- Court: High Court, Chancery Division
- Citation: [1982] 1 WLR 495

Keywords
- Misrepresentation, exclusion clause

= Walker v Boyle =

Walker v Boyle [1982] 1 WLR 495 is an English contract law case, concerning misrepresentation, and the possibility to exclude liability for it under the Misrepresentation Act 1967 s 3.

==Facts==
Mr Walker negotiated with Mrs Boyle to purchase Stall House in Stall House Lane, Pulborough, West Sussex for £105,000. During negotiations Mr Walker sent enquiries to Mr Boyle asking,

‘Is the vendor aware of any disputes regarding the boundaries, easements, covenants or other matters relating to the property or its use?’

Mrs Boyle asked her husband who answered ‘no’. But really there had been a long running dispute with the neighbour, which Mr Boyle incorrectly thought had been settled. Condition 17(1) of the contract (which incorporated the ‘National Conditions of Sale’) said that,

‘no error, misstatement or omission in any preliminary answer concerning the property shall annul the sale’.

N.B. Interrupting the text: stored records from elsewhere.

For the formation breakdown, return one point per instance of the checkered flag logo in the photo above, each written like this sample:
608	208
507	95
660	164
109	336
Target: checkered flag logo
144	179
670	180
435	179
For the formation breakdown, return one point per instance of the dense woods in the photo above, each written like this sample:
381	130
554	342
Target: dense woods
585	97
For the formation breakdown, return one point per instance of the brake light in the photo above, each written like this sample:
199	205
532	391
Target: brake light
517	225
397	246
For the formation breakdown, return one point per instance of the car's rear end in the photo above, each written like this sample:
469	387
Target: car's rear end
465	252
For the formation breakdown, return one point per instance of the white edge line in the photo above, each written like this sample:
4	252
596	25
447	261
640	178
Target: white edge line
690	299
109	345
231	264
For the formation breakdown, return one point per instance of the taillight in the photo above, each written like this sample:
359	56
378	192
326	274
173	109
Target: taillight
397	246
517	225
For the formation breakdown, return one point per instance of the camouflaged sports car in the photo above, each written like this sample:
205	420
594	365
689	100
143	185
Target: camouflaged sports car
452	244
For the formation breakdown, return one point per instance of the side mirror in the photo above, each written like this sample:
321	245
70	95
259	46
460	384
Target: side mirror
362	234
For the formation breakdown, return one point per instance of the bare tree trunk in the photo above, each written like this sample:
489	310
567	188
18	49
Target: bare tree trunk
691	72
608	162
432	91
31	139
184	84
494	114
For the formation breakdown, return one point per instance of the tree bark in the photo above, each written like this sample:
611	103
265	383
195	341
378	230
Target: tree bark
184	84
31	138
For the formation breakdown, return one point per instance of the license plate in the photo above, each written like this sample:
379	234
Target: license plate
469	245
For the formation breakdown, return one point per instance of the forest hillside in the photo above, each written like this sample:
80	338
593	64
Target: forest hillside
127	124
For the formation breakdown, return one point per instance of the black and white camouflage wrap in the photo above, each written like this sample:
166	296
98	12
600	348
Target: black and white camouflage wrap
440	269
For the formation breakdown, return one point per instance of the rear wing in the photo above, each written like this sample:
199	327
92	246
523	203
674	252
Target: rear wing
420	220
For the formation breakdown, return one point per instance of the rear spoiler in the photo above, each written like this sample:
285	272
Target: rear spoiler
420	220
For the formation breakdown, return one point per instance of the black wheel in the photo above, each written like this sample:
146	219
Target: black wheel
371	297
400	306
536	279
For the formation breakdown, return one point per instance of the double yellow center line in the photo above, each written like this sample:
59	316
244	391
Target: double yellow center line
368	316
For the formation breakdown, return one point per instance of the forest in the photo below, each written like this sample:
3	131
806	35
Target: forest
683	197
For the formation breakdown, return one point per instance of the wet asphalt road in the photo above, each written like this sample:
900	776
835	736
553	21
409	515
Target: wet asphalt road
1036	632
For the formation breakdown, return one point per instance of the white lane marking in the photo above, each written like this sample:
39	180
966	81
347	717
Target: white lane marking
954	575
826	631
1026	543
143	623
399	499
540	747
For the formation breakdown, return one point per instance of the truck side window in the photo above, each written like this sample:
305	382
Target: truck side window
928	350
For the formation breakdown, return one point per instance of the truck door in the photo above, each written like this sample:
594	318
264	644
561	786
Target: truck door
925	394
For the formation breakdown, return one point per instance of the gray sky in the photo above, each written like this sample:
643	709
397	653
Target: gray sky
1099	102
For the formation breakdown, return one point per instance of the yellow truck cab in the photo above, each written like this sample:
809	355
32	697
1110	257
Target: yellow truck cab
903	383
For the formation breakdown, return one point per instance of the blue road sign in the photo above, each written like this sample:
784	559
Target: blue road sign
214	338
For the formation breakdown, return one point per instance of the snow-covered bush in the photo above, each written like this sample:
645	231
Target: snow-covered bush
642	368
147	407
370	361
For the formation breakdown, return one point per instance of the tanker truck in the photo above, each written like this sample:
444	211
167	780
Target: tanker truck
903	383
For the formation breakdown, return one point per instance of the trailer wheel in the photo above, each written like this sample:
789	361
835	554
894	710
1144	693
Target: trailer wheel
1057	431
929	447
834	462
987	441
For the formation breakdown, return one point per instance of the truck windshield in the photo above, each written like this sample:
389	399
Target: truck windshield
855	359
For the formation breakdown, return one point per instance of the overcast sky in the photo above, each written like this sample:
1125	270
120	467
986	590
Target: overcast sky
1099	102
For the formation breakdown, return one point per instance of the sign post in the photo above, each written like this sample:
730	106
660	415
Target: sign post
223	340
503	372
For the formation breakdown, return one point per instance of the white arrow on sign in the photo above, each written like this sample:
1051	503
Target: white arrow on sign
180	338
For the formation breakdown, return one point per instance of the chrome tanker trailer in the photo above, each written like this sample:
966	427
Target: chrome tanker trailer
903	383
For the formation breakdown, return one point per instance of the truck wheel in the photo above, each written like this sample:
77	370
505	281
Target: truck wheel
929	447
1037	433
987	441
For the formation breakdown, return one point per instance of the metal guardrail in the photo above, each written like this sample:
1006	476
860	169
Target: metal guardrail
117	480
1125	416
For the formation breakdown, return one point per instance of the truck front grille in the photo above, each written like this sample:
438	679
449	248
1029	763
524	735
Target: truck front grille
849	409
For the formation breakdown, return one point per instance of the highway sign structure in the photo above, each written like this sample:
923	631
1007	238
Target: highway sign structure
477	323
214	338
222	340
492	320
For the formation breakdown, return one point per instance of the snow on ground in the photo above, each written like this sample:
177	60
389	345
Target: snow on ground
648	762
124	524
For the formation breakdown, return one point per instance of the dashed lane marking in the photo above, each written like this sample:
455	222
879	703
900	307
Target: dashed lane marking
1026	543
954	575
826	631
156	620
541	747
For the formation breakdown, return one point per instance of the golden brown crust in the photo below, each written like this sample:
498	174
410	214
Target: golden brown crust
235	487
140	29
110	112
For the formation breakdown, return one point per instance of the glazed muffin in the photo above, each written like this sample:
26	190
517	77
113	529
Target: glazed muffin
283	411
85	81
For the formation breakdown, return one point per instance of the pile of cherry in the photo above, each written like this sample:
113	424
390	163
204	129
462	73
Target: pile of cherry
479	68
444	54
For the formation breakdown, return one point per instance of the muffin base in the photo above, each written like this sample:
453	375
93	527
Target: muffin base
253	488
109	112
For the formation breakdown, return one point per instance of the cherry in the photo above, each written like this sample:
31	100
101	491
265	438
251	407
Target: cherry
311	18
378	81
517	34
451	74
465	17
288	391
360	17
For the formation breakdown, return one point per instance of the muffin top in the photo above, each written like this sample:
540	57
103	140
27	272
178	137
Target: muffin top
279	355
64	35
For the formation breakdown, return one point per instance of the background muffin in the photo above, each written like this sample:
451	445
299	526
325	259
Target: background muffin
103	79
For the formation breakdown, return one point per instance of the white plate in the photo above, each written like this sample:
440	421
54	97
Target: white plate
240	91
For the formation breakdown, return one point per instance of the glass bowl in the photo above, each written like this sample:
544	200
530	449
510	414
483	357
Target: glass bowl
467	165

Mr Walker brought an action for rescission based on misrepresentation. The question was whether Mr and Mrs Boyle could rely on the exclusion clause and whether it was reasonable under MA 1967 s 3.

==Judgment==
Dillon J held the condition fell foul of s 3 MA 1967. He held Mrs Boyle had not shown that the exclusion satisfied s 11 of the Unfair Contract Terms Act 1977 in this case. Neither party's solicitors directed their minds to condition 17, so it was not one which ‘ought reasonably to have been known to or in the contemplation of the parties’. He added that the National Conditions of Sale, though common, were not the product of negotiations between interested trade parties.